Cette surface dans laquelle on se mire est également le miroir déformant qui semble contaminer les scènes et dont le déclencheur sont est la fameuse apparition des "maschere" à la fin de l'acte I. Cassiers fait de cet accessoire d'anonymat une référence appuyée au masque de chair humaine, ce leather face qui a fait le succès de The Texas Chain Saw Massacre (1974), film d'épouvante de Tobe Hooper. Ce chef‑d'œuvre du mauvais goût Grand-Guignolesque raconte les aventures sanguinolentes d'un psychopathe occupé à dépecer à la tronçonneuse d'innocentes victimes rencontrées au hasard. Armé de la référence freudienne du Malaise dans la civilisation (1930), Cassiers nous rappelle dans sa note d'intention comment la civilisation peine à dissimuler l'océan de nos pulsions et de notre libido. Le personnage de Don Giovanni symbolise à la fois l'aspiration à une extrême liberté tout autant que l'expression d'un désir dont l'animalité se traduit au premier degré par l'allusion à la viande. L'appétit charnel rejoint pour le metteur en scène la prédation du chasseur et celle du monstre qui dévore ses victimes à la chaîne. Symbole multiple, la référence à la viande apparaît dans la scène des noces de Zerlina et Masetto. En montrant des paysans affairés à ce qui ressemble à une chaîne d'équarrissage avec des carcasses d'animaux pendues à des crochets, Cassiers fait le lien entre le libertinage effréné du maître des lieux et la domination des classes sociales placées à son service. À (très) gros traits se dessine ici une critique du capitalisme comme ombre portée de la boulimie et de la prédation sexuelle. Il y a dans cette leçon hautement morale, une forme de sérieux qui en décrédibilise la portée. Nous sommes loin ici du génial second degré d'un Ferreri découpant à la pointe sèche dans sa Grande bouffe (1973) cette bourgeoise percluse de vices et prête à mourir de trop manger. Ici, Leporello et son maître errent sur le plateau, tels deux psychopathes cocaïnés privés, comme le reste du plateau, d'une direction d'acteurs suffisamment intéressante pour faire oublier la charge pachydermique de la dramaturgie.

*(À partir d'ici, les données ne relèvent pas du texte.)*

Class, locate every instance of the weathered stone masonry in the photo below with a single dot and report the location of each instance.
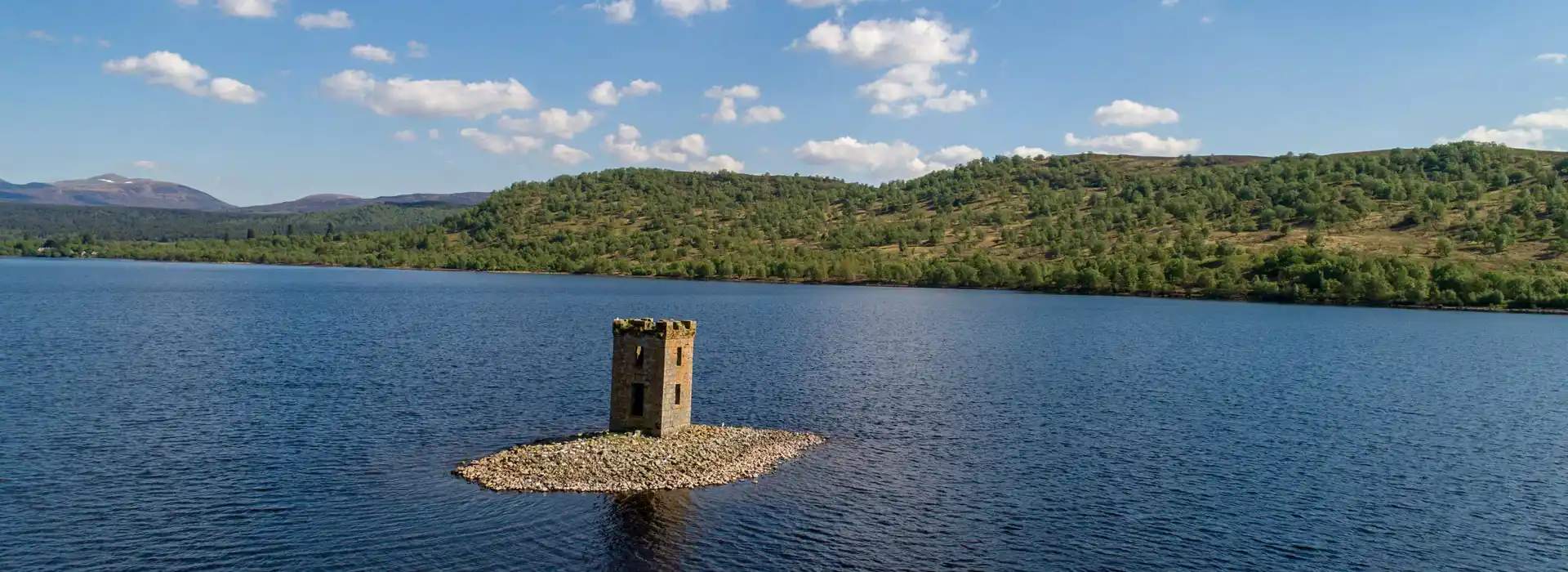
(651, 375)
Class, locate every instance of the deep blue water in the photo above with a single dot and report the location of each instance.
(162, 416)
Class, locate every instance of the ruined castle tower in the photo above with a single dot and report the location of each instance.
(651, 375)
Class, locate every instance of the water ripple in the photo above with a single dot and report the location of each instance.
(194, 418)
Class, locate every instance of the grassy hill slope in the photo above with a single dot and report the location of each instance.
(1467, 223)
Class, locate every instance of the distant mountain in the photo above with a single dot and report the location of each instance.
(112, 190)
(320, 203)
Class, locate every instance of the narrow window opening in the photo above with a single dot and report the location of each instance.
(637, 399)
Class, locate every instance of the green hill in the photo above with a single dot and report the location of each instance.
(163, 225)
(1471, 225)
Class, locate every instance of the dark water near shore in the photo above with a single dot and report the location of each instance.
(248, 418)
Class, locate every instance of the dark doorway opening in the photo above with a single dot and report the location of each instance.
(639, 392)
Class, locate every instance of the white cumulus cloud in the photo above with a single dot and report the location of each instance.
(891, 42)
(741, 92)
(679, 151)
(763, 114)
(554, 121)
(625, 145)
(403, 96)
(883, 160)
(728, 114)
(911, 51)
(1129, 114)
(501, 145)
(233, 92)
(717, 163)
(568, 155)
(1138, 143)
(172, 69)
(372, 54)
(692, 150)
(334, 19)
(618, 11)
(1521, 138)
(956, 155)
(687, 8)
(1544, 119)
(823, 3)
(608, 95)
(248, 8)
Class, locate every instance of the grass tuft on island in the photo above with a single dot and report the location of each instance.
(702, 455)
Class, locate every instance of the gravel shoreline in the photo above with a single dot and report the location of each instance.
(703, 455)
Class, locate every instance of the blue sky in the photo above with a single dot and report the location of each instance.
(866, 90)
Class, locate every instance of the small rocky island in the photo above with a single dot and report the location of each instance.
(651, 442)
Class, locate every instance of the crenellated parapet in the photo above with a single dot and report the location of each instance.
(662, 329)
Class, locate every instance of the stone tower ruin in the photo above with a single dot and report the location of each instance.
(651, 375)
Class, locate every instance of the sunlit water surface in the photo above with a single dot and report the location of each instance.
(162, 416)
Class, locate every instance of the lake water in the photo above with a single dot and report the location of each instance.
(158, 416)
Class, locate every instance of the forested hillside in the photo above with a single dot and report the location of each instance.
(163, 225)
(1467, 223)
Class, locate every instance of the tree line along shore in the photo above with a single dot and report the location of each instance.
(1460, 225)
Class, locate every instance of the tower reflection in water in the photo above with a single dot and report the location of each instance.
(648, 529)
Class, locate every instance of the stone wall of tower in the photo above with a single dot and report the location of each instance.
(657, 356)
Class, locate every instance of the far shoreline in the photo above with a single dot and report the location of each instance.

Timothy Murray (Don Giovanni), Emőke Baráth (Donna Anna), Eric Ferring (Don Ottavio), Chiara Skerath (Donna Elvira), Vladyslav Buialskyi (Leporello), Sergio Villegas Galvain (Masetto) Marie Lys Zerline 

Les anecdotiques modulations vidéos alternent des formes à l'abstraction très décorative au-dessus et parfois autour de scènes qui restent avant tout très didactiques : Don Giovanni en égérie capitaliste dilapidant des liasses de billets (Vivan le femmine ! Viva il buon vino ! Sostegno e gloria d'umanità !), ou bien l'image macabre le montrant dans le final lové sur un énorme tas de viandes humaines et animales amalgamées (Ah che barbaro appetito ! Che bocconi da gigante ! Mi par proprio di svenir). Tout le second acte est orienté vers ce banquet obscène et meurtrier, si bien que tous les personnages sont maculés de sang donnant l'impression d'une valse-hésitation entre comédie et tragédie. Le talon d'Achille de cette production se trouve précisément dans le portrait-charge univoque qu'elle fait de Don Giovanni, sans travailler des pistes qui auraient mérité d'être mieux mises en valeur. A commencer par les failles psychologiques qui tendraient à mettre la conduite du libertin méchant homme sur le compte d'une course à l'abîme ou bien le personnage de Zerlina dont l'appétit se lit dans les tatouages et la conduite nymphomane qui la pousse dans les bras de Masetto, telle un double de Don Giovanni. L'ambivalence des jeux sexuels la montre consolant son amant tout en gardant sur lui une forme de domination qui font d'elle un double féminin du séducteur de Séville. Tant dans la scène du meurtre que dans la conclusion où il revient se venger, le personnage du Commandeur peine à convaincre, visuellement entre Raspoutine et Rubeus Hagrid et dans une confusion visuelle qui fait des projections sur un étrange monolithe, l'équivalent d'un spectre expressionniste dont la présence interroge.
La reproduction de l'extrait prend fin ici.